Talbott's career-making coup was his translation of the taped memoirs of Nikita Krushchev. Senator Jesse Helms (R-NC), who protested Talbott's State Department nomination in February 1994, pointed out that numerous reports indicated that "it was Mr. Louis who provided the Krushchev memoirs to Time magazine - who gave them to Mr.

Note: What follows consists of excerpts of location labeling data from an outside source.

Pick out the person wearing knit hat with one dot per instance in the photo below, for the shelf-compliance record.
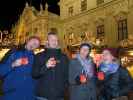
(113, 73)
(81, 75)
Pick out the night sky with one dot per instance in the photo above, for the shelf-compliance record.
(10, 10)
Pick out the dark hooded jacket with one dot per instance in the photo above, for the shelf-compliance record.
(51, 82)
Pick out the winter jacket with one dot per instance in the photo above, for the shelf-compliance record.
(17, 82)
(80, 91)
(51, 82)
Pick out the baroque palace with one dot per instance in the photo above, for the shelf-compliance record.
(101, 22)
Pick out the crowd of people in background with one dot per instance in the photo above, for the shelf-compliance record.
(51, 75)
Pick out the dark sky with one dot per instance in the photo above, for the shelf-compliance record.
(11, 9)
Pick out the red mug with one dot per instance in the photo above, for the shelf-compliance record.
(24, 61)
(101, 76)
(83, 78)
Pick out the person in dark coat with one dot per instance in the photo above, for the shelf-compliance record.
(112, 77)
(50, 69)
(82, 75)
(16, 72)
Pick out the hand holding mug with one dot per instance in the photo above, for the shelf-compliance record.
(51, 63)
(19, 62)
(83, 79)
(101, 76)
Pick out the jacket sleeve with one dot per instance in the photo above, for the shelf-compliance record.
(66, 70)
(125, 79)
(72, 73)
(5, 67)
(38, 69)
(113, 88)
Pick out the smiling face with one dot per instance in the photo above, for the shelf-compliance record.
(107, 56)
(84, 52)
(33, 44)
(53, 41)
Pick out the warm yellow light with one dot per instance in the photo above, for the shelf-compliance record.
(131, 53)
(3, 52)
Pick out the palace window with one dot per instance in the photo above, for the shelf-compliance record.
(100, 30)
(100, 2)
(122, 29)
(70, 11)
(83, 5)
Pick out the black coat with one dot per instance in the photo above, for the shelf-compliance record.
(80, 91)
(51, 82)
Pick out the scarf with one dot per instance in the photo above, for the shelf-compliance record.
(87, 66)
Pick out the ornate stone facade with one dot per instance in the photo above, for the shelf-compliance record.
(80, 25)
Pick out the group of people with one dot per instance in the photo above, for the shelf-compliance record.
(50, 75)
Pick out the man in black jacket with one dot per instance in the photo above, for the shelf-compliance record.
(50, 69)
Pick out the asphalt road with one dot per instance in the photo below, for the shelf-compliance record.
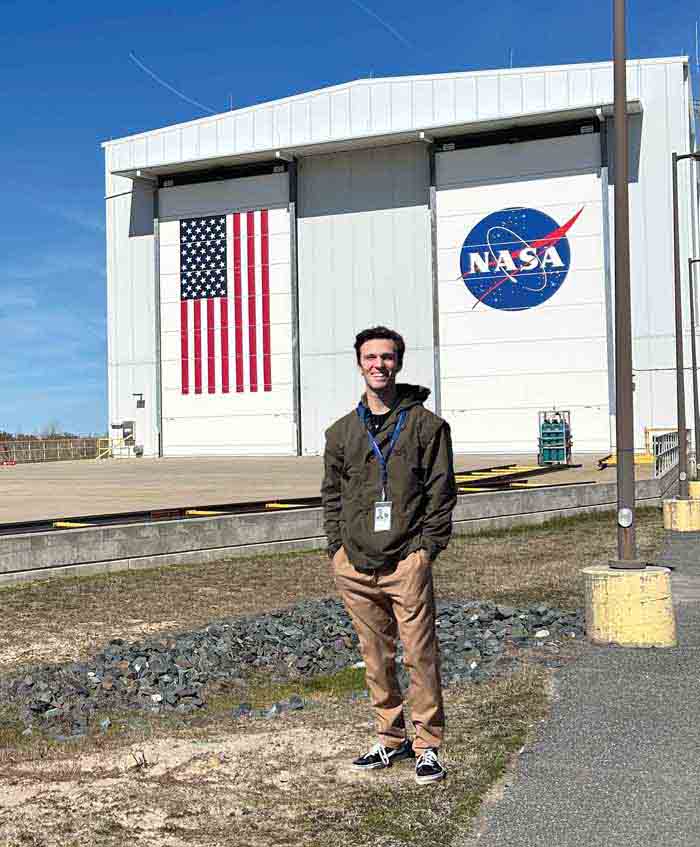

Talbott to translate in 1969...." Timmerman observed that "while at Time, Talbott repeatedly took positions identical to those being promoted by the KGB and its mavens of disinformation - primary among them, Talbott's friend Victor Louis."
Talbott's willingness to retail the Soviet line earned a favorable review from convicted traitor Aldrich Ames, the KGB's mole in the CIA. The April 22nd Russia Reform Monitor, quoting a recent issue of News of Intelligence and Counterintelligence, the Russian intelligence service journal, described how Ames commended Talbott's writings to Sergei Divilkovsky, who made contact with Ames in 1984. In the Russian journal, Divilkovsky recalled that Ames presented him with a copy of Talbott's book Deadly Gambits: The Reagan Administration and the Stalemate in Nuclear Disarmament as a gift when the Soviet official was recalled to Moscow. On the title page, Ames offered this personal inscription: "Sergei, here is a good, but joyless report on the results of the last years. What we need now is a synthesis. Rick, February 1985." Divilkovsky wrote that the inscription testified of the "solidarity of Ames with Talbott's view" of the need for the West to accommodate Soviet military demands.
Talbott is Bill Clinton's chief adviser on Russia policy, reflecting personal and ideological affinities that began when the two were fellow Rhodes scholars and Oxford University roommates in 1968.